IMO, the various blogs and tutorials out there that help to make sense of the C++11 memory model make better tutorials than the Linux kernel's own shenanigans.

The C++11/C11 memory model added memory_order_consume specifically to support the Alpha.

https://preshing.com/20140709/the-purpose-of-memory_order_co...

gpderetta · on Nov 21, 2019

> The C++11/C11 memory model added memory_order_consume specifically to support the Alpha.

yes and no. Alpha is relevant because it is the only architecture where consume requires an explicit barrier, but then again, I think the revised C++11 memory model might not even be fully implementable on Alpha;

Consume primarily exist because acquire is very expensive to implement in traditional RISCs like POWER and 32 bit ARM, while consume can be implemented with a data or control dependency. Aarch64 has efficient acquire/release barriers, so it is less of an issue.

/pedantic

brandmeyer · on Nov 21, 2019

No, that's not pedantic, its a fair point.

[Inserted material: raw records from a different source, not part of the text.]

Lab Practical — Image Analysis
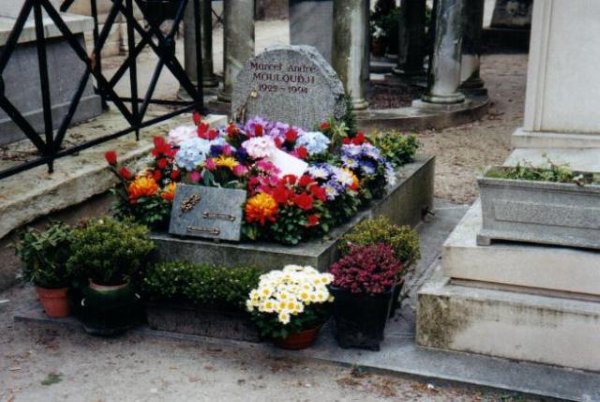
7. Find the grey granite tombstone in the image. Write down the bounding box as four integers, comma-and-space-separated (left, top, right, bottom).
290, 0, 333, 63
491, 0, 532, 29
232, 46, 346, 129
169, 184, 246, 241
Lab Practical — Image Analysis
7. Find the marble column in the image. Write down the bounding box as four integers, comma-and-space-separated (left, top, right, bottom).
393, 0, 427, 76
460, 0, 484, 89
183, 0, 219, 88
422, 0, 465, 104
217, 0, 254, 102
332, 0, 369, 110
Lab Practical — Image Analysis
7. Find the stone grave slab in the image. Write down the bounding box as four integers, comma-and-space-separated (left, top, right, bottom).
232, 46, 346, 130
151, 157, 435, 271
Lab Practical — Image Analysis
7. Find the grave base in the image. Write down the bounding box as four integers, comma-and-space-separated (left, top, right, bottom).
151, 157, 435, 271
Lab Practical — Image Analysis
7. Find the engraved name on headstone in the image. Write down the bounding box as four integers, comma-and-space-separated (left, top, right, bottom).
169, 184, 246, 241
232, 46, 346, 130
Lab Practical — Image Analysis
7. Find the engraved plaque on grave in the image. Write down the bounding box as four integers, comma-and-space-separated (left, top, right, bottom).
169, 184, 246, 241
232, 46, 346, 130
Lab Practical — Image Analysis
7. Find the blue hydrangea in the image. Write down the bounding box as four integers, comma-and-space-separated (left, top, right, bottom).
296, 131, 331, 155
175, 137, 226, 171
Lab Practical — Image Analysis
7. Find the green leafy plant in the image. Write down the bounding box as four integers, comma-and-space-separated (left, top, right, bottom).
338, 216, 421, 266
485, 158, 600, 185
369, 131, 420, 168
142, 262, 262, 309
16, 222, 73, 288
67, 217, 154, 285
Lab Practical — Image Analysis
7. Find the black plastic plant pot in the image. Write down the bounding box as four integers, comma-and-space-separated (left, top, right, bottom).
142, 0, 180, 26
80, 284, 143, 336
331, 287, 392, 351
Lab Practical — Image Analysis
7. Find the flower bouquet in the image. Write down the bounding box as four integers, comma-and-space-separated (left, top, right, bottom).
246, 265, 333, 349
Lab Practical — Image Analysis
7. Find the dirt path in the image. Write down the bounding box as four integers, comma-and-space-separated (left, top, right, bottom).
419, 54, 527, 203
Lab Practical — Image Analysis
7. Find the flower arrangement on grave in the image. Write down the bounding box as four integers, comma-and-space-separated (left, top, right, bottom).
107, 113, 414, 245
104, 137, 181, 229
246, 265, 333, 347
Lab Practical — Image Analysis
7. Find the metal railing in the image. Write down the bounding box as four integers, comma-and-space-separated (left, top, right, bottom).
0, 0, 204, 179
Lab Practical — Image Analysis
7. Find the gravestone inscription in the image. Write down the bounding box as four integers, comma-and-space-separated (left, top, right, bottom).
232, 46, 346, 130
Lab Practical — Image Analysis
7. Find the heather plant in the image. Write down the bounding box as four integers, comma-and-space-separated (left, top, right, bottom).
330, 243, 402, 295
338, 216, 421, 266
67, 217, 155, 286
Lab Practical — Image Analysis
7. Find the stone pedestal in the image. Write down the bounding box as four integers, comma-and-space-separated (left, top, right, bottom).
183, 0, 219, 88
513, 0, 600, 148
332, 0, 369, 110
218, 0, 254, 102
393, 0, 426, 77
460, 0, 484, 91
0, 5, 102, 145
423, 0, 465, 104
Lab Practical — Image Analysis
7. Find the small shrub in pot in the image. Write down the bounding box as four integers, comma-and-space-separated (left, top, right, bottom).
330, 243, 402, 350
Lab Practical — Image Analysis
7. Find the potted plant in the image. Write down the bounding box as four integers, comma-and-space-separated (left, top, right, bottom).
67, 218, 154, 335
246, 265, 333, 350
330, 243, 402, 350
338, 215, 421, 318
16, 223, 72, 318
477, 160, 600, 249
142, 261, 263, 342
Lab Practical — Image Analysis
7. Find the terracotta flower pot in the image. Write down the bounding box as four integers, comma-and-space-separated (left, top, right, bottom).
273, 327, 321, 350
36, 287, 71, 318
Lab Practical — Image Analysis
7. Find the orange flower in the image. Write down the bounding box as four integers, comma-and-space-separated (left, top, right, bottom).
127, 176, 158, 203
160, 183, 176, 202
246, 193, 278, 225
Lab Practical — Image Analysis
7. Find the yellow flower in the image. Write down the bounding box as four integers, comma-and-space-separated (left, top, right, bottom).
214, 155, 239, 170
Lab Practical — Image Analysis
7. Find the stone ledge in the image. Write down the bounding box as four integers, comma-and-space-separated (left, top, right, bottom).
0, 115, 227, 238
417, 267, 600, 371
442, 200, 600, 295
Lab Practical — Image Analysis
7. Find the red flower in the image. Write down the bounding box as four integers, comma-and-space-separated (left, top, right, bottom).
156, 158, 169, 169
310, 186, 327, 202
285, 128, 298, 143
104, 151, 117, 166
294, 193, 313, 211
296, 147, 308, 159
119, 166, 133, 180
306, 215, 319, 227
192, 112, 202, 125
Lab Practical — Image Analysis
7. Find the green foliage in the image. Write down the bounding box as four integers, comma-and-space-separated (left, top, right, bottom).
486, 159, 600, 185
338, 216, 421, 266
369, 131, 420, 168
142, 262, 262, 310
16, 222, 73, 288
251, 303, 331, 339
67, 218, 154, 285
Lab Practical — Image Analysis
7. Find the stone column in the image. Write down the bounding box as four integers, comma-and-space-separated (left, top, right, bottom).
332, 0, 369, 110
423, 0, 465, 104
183, 0, 219, 88
393, 0, 427, 76
460, 0, 484, 89
218, 0, 254, 102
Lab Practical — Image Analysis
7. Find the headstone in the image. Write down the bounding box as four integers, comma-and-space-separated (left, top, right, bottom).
290, 0, 333, 63
491, 0, 532, 29
232, 46, 346, 130
169, 184, 246, 241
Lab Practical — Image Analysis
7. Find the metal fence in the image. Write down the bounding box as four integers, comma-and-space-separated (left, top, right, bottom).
0, 0, 204, 179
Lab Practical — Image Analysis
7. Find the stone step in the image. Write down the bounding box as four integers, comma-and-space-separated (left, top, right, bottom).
417, 267, 600, 371
442, 200, 600, 297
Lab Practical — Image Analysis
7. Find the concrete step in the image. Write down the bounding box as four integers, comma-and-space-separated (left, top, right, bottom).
417, 267, 600, 371
442, 200, 600, 298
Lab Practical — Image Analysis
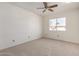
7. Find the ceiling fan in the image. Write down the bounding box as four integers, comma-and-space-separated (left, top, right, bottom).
37, 2, 58, 13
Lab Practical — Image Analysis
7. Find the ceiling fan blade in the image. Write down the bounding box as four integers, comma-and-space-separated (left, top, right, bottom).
43, 2, 47, 8
48, 4, 58, 8
48, 9, 53, 12
43, 9, 46, 13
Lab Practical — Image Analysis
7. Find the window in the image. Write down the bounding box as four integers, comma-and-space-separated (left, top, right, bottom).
49, 17, 66, 31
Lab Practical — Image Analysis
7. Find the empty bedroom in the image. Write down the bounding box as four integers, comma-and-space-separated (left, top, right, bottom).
0, 2, 79, 56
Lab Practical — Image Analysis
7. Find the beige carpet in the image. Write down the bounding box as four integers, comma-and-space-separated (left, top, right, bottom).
0, 39, 79, 56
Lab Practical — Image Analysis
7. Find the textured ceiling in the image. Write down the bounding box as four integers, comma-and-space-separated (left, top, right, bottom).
10, 2, 79, 16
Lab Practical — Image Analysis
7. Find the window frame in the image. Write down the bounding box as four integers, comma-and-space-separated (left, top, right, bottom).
48, 17, 66, 32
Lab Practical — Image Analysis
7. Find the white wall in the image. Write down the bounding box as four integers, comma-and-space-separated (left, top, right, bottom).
43, 9, 79, 43
0, 3, 42, 49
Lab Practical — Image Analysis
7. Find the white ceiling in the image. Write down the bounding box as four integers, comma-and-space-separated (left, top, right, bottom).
10, 2, 79, 16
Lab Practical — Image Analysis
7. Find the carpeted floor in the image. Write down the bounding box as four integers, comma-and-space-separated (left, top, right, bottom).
0, 39, 79, 56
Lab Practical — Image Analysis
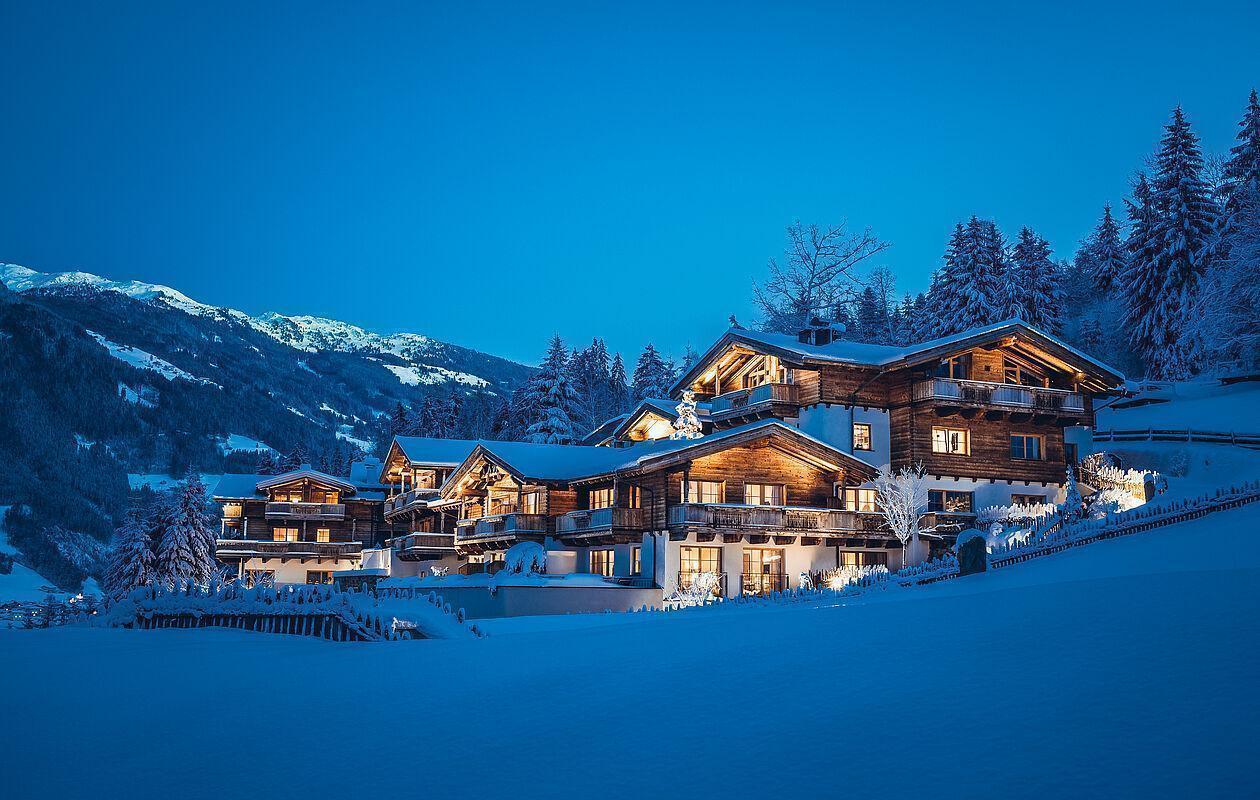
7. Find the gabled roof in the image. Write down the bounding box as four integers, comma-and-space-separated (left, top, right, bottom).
670, 319, 1124, 393
210, 467, 362, 500
444, 420, 878, 494
581, 414, 630, 445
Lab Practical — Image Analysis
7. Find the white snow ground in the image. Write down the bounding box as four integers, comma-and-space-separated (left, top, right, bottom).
0, 505, 1260, 799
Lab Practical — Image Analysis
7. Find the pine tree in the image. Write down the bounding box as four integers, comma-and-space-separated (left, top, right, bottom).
105, 489, 156, 601
389, 403, 411, 437
1076, 316, 1104, 355
525, 336, 585, 445
1000, 227, 1062, 335
1225, 89, 1260, 209
630, 341, 674, 403
156, 471, 221, 587
1126, 106, 1217, 379
253, 450, 276, 475
609, 353, 630, 417
1082, 205, 1129, 295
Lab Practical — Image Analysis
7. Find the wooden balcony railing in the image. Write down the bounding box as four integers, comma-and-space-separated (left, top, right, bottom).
389, 533, 455, 561
669, 503, 866, 534
455, 514, 547, 539
267, 503, 345, 519
914, 378, 1085, 413
711, 383, 798, 420
214, 539, 363, 558
556, 508, 646, 535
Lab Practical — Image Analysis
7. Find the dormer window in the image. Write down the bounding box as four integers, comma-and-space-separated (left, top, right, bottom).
936, 353, 971, 380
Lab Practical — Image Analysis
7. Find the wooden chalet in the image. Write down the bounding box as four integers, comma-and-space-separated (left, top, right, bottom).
213, 464, 396, 583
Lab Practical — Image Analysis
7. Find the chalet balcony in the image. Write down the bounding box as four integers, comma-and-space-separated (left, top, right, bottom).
389, 533, 455, 561
267, 503, 345, 519
556, 508, 648, 535
455, 513, 547, 542
214, 539, 363, 561
669, 503, 866, 537
709, 383, 800, 422
914, 378, 1085, 414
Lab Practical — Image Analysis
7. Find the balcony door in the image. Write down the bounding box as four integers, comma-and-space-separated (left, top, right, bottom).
740, 547, 788, 595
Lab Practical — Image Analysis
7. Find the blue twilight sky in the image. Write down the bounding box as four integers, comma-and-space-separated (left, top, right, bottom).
0, 0, 1260, 362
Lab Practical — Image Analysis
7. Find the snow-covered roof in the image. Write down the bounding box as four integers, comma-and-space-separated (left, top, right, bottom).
210, 467, 384, 500
447, 420, 876, 486
394, 436, 478, 466
581, 414, 630, 445
670, 319, 1124, 392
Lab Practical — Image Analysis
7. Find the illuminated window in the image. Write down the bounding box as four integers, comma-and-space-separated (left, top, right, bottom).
687, 480, 726, 503
678, 547, 722, 595
840, 551, 888, 567
842, 489, 879, 513
927, 489, 974, 514
590, 551, 612, 578
520, 491, 541, 514
590, 489, 612, 509
853, 422, 871, 450
932, 428, 971, 456
1011, 494, 1047, 505
936, 354, 971, 380
743, 484, 784, 505
1011, 433, 1046, 461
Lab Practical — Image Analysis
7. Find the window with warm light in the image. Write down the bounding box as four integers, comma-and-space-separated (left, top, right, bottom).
840, 489, 879, 514
927, 489, 975, 514
743, 484, 785, 505
590, 489, 612, 509
590, 551, 614, 578
520, 491, 542, 514
932, 428, 971, 456
853, 422, 871, 450
687, 480, 726, 503
1011, 433, 1046, 461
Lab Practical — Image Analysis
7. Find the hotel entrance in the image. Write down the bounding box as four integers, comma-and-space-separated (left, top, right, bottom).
740, 547, 788, 595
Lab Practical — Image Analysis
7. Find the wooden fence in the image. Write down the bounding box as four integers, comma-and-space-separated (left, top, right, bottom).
1094, 428, 1260, 447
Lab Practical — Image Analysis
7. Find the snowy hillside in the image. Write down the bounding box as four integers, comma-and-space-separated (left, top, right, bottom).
0, 263, 526, 388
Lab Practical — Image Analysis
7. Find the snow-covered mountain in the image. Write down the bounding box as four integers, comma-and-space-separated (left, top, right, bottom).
0, 263, 511, 391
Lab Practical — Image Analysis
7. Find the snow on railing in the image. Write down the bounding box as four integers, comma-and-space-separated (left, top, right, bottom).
102, 582, 479, 641
989, 481, 1260, 569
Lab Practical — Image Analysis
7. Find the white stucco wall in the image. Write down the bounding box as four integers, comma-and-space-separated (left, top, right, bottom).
796, 403, 892, 466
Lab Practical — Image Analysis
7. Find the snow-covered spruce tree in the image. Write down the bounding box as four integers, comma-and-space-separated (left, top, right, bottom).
752, 220, 890, 335
156, 471, 222, 587
1125, 106, 1217, 379
630, 341, 674, 403
1225, 89, 1260, 214
609, 353, 630, 417
1082, 205, 1129, 295
669, 389, 704, 438
525, 335, 578, 445
999, 227, 1062, 335
874, 464, 927, 566
1189, 180, 1260, 374
929, 217, 1005, 336
1063, 464, 1085, 520
105, 491, 158, 601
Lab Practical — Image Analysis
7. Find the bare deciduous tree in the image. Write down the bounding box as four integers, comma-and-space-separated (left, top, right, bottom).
874, 464, 927, 566
752, 220, 891, 334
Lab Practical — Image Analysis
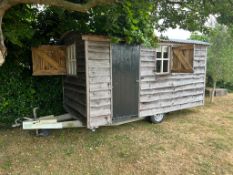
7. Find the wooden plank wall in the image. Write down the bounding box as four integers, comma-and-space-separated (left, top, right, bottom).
139, 45, 207, 117
85, 41, 112, 128
63, 35, 87, 121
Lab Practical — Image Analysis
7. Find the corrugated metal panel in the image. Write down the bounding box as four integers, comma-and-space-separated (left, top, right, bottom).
112, 44, 140, 122
159, 39, 210, 46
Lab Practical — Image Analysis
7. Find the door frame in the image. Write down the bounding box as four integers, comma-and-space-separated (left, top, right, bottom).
109, 43, 141, 125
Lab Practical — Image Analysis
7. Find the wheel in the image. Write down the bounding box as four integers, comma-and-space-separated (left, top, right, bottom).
150, 114, 165, 124
36, 129, 49, 137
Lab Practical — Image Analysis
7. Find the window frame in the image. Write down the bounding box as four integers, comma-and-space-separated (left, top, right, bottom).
170, 44, 195, 74
155, 44, 172, 75
66, 42, 77, 76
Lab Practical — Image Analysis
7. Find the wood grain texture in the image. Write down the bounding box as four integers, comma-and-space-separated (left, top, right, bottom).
63, 35, 87, 119
32, 45, 66, 76
86, 38, 112, 129
139, 45, 207, 118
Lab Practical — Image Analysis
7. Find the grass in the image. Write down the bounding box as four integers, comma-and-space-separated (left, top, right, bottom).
0, 94, 233, 175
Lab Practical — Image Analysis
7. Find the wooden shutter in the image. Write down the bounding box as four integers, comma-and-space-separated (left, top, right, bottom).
171, 45, 194, 73
32, 45, 66, 75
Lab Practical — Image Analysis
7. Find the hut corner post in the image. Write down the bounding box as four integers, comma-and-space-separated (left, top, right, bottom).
0, 12, 7, 66
210, 81, 217, 103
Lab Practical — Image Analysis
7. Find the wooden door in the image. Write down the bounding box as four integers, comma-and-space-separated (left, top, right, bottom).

acq/rel remains efficient on a platform that doesn't need barriers to implement it (ie, x86).

consume remains efficient on a platform that doesn't need barriers to enforce a dataflow dependency (ie, ARMv7).

p_l · on Nov 22, 2019

C++11/C11 are not implementable on Alpha CPUs that don't have BWX extensions, BTW.

This is because it requires individual bytes to be accessible in atomic way between multiple threads, which without BWX is not possible on Alpha, which started out with minimum 32bit read/writes.

gpderetta · on Nov 22, 2019

yes, but even beyond that, I think think there were changes and/or clarifications to the semantics of releaxed atomics that made the straightforward no-barriers-at-all implementation on alpha non-conformant strictly speaking. But I might be misremembering.

ridiculous_fish · on Nov 21, 2019

memory-barriers.txt from Linux is a lovely way to be introduced to memory barriers in general, and the Alpha memory model in particular.

https://github.com/torvalds/linux/blob/master/Documentation/...

rawoke083600 · on Nov 21, 2019

Man I just LOVE how the linux kernel can have such detailed and important information in a simple TEXT file. Fantastically functional and prove they focusing on the right stuff.

At my previous company. I would have to spend the better part of a day to get my "documentation" in the "correct" Confluence Style And Manner. They were adamant THAT'S were the value is, to have documentation is the most beautiful and absurd style" and double-linked structure. You would have to block out a day or two in your scrum(what nonsense) just to focus on your documentation. And this is not some sort of important* software like Linux or Banking... but a stupid website.